Können wir der Kirche vergeben?

26. März 2010 in Spirituelles


Die langen Schatten des Missbrauchskandals - Ein Gastkommentar von P. Max Cappabianca O.P., Rom/Vatikan


Rom (kath.net/Liborius.de)
Die Empörung über die katholische Kirche ist groß. Daran ändert auch die Tatsache nichts, dass es auch in evangelischen oder staatlichen Institutionen Übergriffe gab: Der moralische Anspruch ist hoch, umso tiefer ist der Fall. Viele Katholiken leiden daran, sie schämen sich für die schrecklichen Verbrechen, die von Geistlichen an unschuldigen Kindern verübt wurden.

Die Opfer sind voller Wut, weil sie das Gefühl haben, dass die Reue der Kirche halbherzig ist. Kirchenvertreter entschuldigen sich immer wieder. Es wirkt wie das Medienritual bei Politikern, die sich dann erst entschuldigen, wenn man nicht mehr leugnen kann. Die kurzen Verjährungsfristen tun ihr übriges.

Journalisten wird aus den Reihen der Kirche der Vorwurf gemacht zu hetzen und auf dem Rücken der Opfer die Kirche als ganze diskreditieren zu wollen. Tatsächlich herrscht hier Gnadenlosigkeit: Die Medien wollen Köpfe rollen sehen. Solange Kirchenvertreter – den Splitter im eigenen Auge nicht sehend – darüber wehklagen, heizt dies die Stimmung nur noch weiter an, und die Empörungswelle ebbt nicht ab. Wie kann ein Gläubiger in so einer Situation noch zur seiner Kirche stehen?

Wie die Schuld sühnen?

Es steckt eine tiefere Problematik dahinter: Ist Sühne überhaupt möglich? Sexueller Missbrauch hinterlässt so tiefen Wunden, dass Wiedergutmachung oder gar Versöhnung nicht vorstellbar scheint. Die Gnadenlosigkeit der Medien ist meines Erachtens nicht so sehr der feindlichen Gesinnung der Kirche gegenüber geschuldet, sondern der Ohnmacht angesichts der geschehenen Verbrechen.

Die medialen Entschuldigungsrituale mancher Kirchenvertreter haben auch deswegen einen schalen Beigeschmack, weil man sich selber nicht entschuldigen kann, sondern nur um Verzeihung bitten. Doch woher soll das Opfer die Kraft zur Vergebung finden?

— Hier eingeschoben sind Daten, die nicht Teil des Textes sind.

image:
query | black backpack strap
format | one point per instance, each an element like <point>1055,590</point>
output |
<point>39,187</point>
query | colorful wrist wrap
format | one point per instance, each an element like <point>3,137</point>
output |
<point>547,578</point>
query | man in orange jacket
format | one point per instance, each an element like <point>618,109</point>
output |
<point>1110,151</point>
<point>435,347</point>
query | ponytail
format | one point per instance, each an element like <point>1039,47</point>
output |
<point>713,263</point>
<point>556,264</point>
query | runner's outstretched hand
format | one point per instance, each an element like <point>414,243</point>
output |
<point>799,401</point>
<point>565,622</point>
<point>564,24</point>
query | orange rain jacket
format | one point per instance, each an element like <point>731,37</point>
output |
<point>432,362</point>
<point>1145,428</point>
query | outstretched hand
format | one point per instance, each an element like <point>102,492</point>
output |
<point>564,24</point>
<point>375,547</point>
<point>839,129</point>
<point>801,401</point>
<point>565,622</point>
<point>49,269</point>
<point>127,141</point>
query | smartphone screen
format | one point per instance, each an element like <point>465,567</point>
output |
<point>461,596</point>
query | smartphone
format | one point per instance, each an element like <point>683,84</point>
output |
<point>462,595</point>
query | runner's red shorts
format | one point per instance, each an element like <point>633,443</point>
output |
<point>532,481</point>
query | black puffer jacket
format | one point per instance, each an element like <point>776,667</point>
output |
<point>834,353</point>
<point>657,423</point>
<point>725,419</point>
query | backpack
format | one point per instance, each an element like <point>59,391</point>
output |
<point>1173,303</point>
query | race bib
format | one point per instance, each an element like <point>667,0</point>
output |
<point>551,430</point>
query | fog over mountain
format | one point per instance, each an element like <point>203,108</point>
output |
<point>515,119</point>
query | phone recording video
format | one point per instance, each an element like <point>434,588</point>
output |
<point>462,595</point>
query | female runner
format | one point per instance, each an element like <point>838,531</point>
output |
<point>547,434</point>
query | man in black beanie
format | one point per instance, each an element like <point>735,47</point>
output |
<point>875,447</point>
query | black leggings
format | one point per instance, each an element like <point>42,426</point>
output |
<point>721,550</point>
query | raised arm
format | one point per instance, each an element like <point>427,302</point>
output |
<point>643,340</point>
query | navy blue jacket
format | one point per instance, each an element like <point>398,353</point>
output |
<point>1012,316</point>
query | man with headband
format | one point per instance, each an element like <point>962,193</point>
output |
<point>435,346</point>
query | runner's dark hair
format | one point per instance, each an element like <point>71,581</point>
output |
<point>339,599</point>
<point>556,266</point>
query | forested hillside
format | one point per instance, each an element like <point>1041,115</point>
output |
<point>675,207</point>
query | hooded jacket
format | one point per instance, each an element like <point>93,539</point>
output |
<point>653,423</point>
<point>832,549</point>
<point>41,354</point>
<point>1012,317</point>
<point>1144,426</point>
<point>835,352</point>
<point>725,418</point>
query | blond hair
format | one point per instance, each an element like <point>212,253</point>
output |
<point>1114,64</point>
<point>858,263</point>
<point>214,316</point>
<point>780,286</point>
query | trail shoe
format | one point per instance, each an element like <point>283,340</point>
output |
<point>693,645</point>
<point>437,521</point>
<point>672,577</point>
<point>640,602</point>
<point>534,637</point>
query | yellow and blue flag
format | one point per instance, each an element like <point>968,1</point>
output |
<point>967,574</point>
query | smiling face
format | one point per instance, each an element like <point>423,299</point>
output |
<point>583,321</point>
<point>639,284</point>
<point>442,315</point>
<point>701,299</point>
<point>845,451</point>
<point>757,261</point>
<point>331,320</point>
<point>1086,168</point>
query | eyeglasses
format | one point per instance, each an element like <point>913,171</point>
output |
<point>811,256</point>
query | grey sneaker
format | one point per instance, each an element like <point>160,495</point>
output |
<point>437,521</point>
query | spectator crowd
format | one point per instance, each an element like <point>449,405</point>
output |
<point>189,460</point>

Wer nicht an Vergebung glaubt, muss Rache nehmen. Das ist eine traurige Wahrheit, die klar macht, warum so viele Menschen für Pädophilieverbrechen die Todesstrafe fordern.

Es gibt kein Recht auf Vergebung

In einem Zeitungskommentar fragte ein Journalist, warum es gerade der Kirche, die doch eine auf Ehrlichkeit und Buße gründende Institution ist, so schwer fällt, mit der Frage nach Schuld und Sühne umzugehen.

Die tiefere Wahrheit dahinter: Sühne und Vergebung sind nicht Menschenwerk! Christen glauben, dass die Vergebung des Opfers eine Gnade ist, die uns übersteigt. Aus uns selber haben wir die Kraft nicht. Auch hat kein Täter Anrecht auf Vergebung. Sie muss gewährt werden.

Kein menschliches Opfer, auch keines von den Medien gefordertes, hat die Kraft, die Missbrauchsfälle zu sühnen. Christen glauben vielmehr, dass allein Gott das Unmögliche vollbringt: Er ist selber – am Kreuz – zum Sühnopfer geworden. Deswegen ist Christus „unsere Versöhnung“.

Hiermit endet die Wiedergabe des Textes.